Abstract
Despite recent advances, improving the accuracy of automatic speaker recognition systems remains an important and challenging area of research. This thesis investigates two-phase based features, namely the frequency modulation (FM) feature and the group delay feature in order to improve the speaker recognition accuracy. Introducing features complementary to spectral envelope-based features is a promising approach for increasing the information content of the speaker recognition system. Although phase-based features are motivated by psychophysics and speech production considerations, they have rarely been incorporated into speaker recognition front-ends.
A theory has been developed and reported in this thesis, to show that the FM component can be extracted using second-order all pole modelling, and a technique for extracting FM features using this model is proposed, to produce very smooth, slowly varying FM features that are effective for speaker recognition tasks. This approach is shown herein to significantly improve speaker recognition performance over other existing FM extraction methods.
A highly computationally efficient FM estimation technique is then proposed and its computational efficiency is shown through a comparative study with other methods with respect to the trade off between computational complexity and performance.
In order to further enhance the FM based front-end specifically for speaker recognition, optimum frequency band allocation is studied in terms of the number of sub-bands and spacing of centre frequencies, and two new frequency band re-allocations are proposed for FM based speaker recognition.
Two group delay features are also proposed: log compressed group delay feature and the sub-band group delay feature, to address problems in group delay caused by the zeros of the z-transform polynomial of a speech signal being close to the unit circle.
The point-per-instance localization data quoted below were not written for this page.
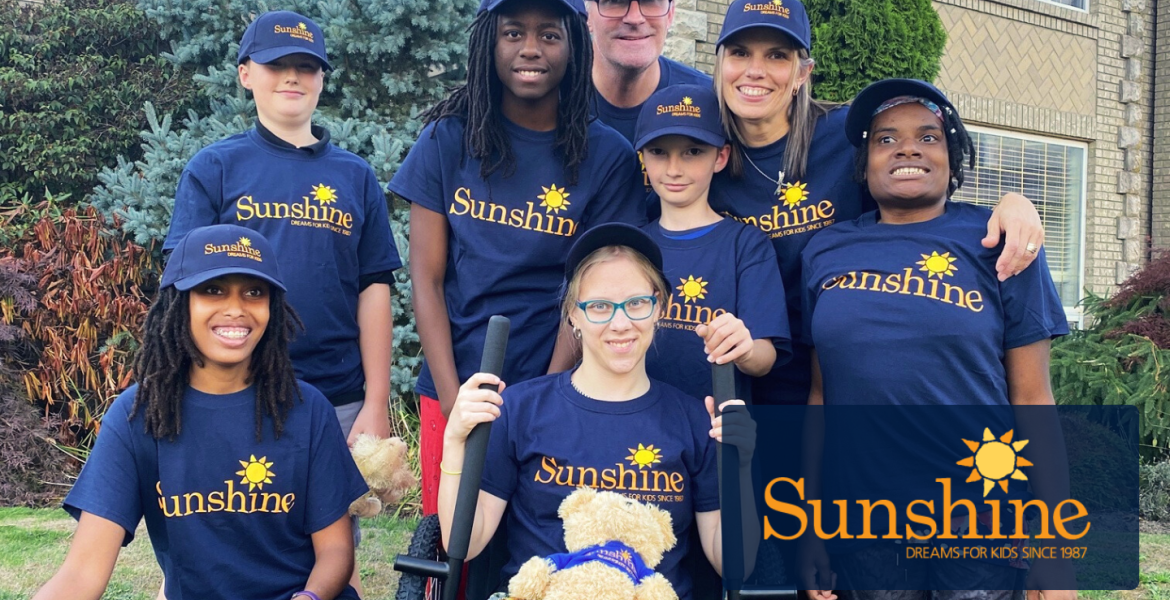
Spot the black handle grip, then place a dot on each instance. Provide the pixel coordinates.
(474, 455)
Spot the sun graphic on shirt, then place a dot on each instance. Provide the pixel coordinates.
(692, 289)
(644, 456)
(795, 193)
(937, 264)
(324, 194)
(553, 200)
(255, 471)
(995, 461)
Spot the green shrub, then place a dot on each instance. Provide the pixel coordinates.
(1155, 491)
(857, 42)
(74, 75)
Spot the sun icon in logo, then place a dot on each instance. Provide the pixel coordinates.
(937, 264)
(644, 456)
(795, 193)
(996, 461)
(692, 288)
(553, 200)
(324, 194)
(255, 471)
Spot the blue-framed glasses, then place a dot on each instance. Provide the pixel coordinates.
(603, 311)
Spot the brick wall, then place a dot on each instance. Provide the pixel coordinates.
(1038, 67)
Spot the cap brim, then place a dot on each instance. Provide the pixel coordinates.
(191, 281)
(701, 135)
(786, 30)
(612, 234)
(275, 54)
(861, 110)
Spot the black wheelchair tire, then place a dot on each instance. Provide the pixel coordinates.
(425, 543)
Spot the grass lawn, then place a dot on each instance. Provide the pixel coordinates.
(34, 542)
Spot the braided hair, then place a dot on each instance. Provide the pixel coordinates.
(477, 102)
(959, 146)
(164, 361)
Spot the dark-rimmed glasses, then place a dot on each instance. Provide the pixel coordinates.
(619, 8)
(600, 312)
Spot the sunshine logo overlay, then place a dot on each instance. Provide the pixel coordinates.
(943, 497)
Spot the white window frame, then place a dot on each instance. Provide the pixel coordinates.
(1073, 312)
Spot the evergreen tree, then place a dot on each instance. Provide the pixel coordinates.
(385, 57)
(857, 42)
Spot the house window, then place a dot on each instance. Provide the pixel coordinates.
(1051, 173)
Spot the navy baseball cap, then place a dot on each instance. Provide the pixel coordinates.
(576, 6)
(869, 100)
(787, 16)
(613, 234)
(217, 250)
(686, 110)
(280, 33)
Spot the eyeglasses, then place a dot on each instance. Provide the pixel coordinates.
(619, 8)
(603, 311)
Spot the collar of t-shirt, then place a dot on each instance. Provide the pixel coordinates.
(314, 149)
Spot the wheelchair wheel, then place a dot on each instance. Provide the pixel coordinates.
(426, 543)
It has been shown that the combination of group delay and FM, complements Mel Frequency Cepstral Coefficient (MFCC) in speaker recognition tasks.
Furthermore, the proposed FM feature is successfully utilised for automatic forensic speaker recognition, which is implemented based on the likelihood ratio framework with two stage modelling and calibration, and shown to behave in a complementary manner to MFCCs. Notably, the FM based system provides better calibration loss than the MFCC based system, suggesting less ambiguity of FM information than MFCC information in an automatic forensic speaker recognition system.
In order to demonstrate the effectiveness of FM features in a large scale speaker recognition environment, an FM-based speaker recognition subsystem is developed and submitted to the NIST 2008 speaker recognition evaluation as part of the I4U submission. Post evaluation analysis shows a 19.7% relative improvement over the traditional MFCC based subsystem when it is augmented by the FM based subsystem. Consistent improvements in performance are obtained when MFCC is augmented with FM in all sub-categories of NIST 2008, in three development tasks and for the NIST 2001 database, demonstrating the complementary behaviour of MFCC and FM features.